Justin Lang (VP of Aerospace and Defense Equity Research)
Okay. That makes sense.
Adam Spice (CFO)
I would add one more thing to that. I think the if there's a silver lining to the tank anomaly, it's the fact that because of what happened, it, you know, it just has given the other kind of subsystem teams the opportunity to really kind of fully exercise all the demons, if you will, as much more than they could have under the compressed time schedule that we were working towards. In some ways, you know, the tank letting go will create certainly a lower risk test flight, when that happens later this year. I think, yeah, it's, it's, you know, nobody's ever happy when you have an anomaly.
It's something that wasn't planned and certainly wasn't anticipated, but I think it does help us bring down the overall kind of risk stance of the program as we move towards that first test launch.
Justin Lang (VP of Aerospace and Defense Equity Research)

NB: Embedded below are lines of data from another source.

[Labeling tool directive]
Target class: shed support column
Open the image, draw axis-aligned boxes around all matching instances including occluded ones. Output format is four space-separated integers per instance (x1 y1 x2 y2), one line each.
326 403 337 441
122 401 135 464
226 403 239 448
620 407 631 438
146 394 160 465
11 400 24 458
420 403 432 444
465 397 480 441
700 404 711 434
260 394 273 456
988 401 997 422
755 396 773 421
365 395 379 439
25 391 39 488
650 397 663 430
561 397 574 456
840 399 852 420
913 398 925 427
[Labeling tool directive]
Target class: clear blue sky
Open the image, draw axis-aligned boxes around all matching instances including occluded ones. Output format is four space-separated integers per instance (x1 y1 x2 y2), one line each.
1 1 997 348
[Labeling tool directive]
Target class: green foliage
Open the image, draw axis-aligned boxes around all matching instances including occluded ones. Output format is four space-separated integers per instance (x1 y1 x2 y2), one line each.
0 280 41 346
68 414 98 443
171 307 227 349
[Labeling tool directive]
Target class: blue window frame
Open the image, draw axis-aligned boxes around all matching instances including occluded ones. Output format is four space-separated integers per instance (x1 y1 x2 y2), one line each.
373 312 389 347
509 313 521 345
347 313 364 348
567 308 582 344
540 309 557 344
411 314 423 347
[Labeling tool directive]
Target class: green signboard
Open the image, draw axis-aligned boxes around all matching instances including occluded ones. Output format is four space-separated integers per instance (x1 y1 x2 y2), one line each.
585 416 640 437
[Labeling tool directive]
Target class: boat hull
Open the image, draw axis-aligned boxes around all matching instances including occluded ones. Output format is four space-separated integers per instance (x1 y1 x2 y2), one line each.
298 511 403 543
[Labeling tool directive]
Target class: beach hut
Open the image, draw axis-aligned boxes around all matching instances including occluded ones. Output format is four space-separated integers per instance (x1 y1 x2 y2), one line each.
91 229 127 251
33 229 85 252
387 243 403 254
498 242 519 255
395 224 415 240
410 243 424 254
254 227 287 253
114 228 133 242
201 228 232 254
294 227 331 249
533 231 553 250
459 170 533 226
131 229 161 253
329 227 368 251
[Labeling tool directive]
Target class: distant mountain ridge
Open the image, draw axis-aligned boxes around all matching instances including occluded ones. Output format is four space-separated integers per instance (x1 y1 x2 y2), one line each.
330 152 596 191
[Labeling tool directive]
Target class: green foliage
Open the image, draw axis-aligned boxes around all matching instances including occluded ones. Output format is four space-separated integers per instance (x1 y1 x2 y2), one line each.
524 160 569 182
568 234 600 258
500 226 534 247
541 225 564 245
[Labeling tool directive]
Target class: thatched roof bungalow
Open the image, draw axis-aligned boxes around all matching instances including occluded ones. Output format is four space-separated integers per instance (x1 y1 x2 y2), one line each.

Got it. That makes sense and helpful. Thanks. Adam, actually, just one for you back on the SDA award. Curious if you could speak a little bit more to the cash profile in particular and how that winds up against the revenue bell curve that you sketched out earlier. Thanks.
Adam Spice (CFO)
Yeah. Actually kind of interesting with these types of programs, because of the way that you do the accounting and the rev rec. Under ASC 606, you know, we model these things, so you always have to be in a positive cash position. When you kind of work out your milestones and how you're flowing out dollars to your subs and so forth, and spending money on the program internally, you always need to be in a position of positive cash in order to be able to recognize revenue along the way. This program is consistent with that. You know, we've gotten some questions as to whether or not the partial government shutdown has impacted our customer, in this case, ability to pay.
As they know, in fact, we had got a very large payment earlier this week from that customer. The money's still flowing, and, you know, everything seems to be green lights right now.
Justin Lang (VP of Aerospace and Defense Equity Research)
Okay. Thanks, both.
Operator (participant)
Thank you. There are no further questions at this time. This does conclude the program. You may now disconnect. Everyone, enjoy the rest of your day.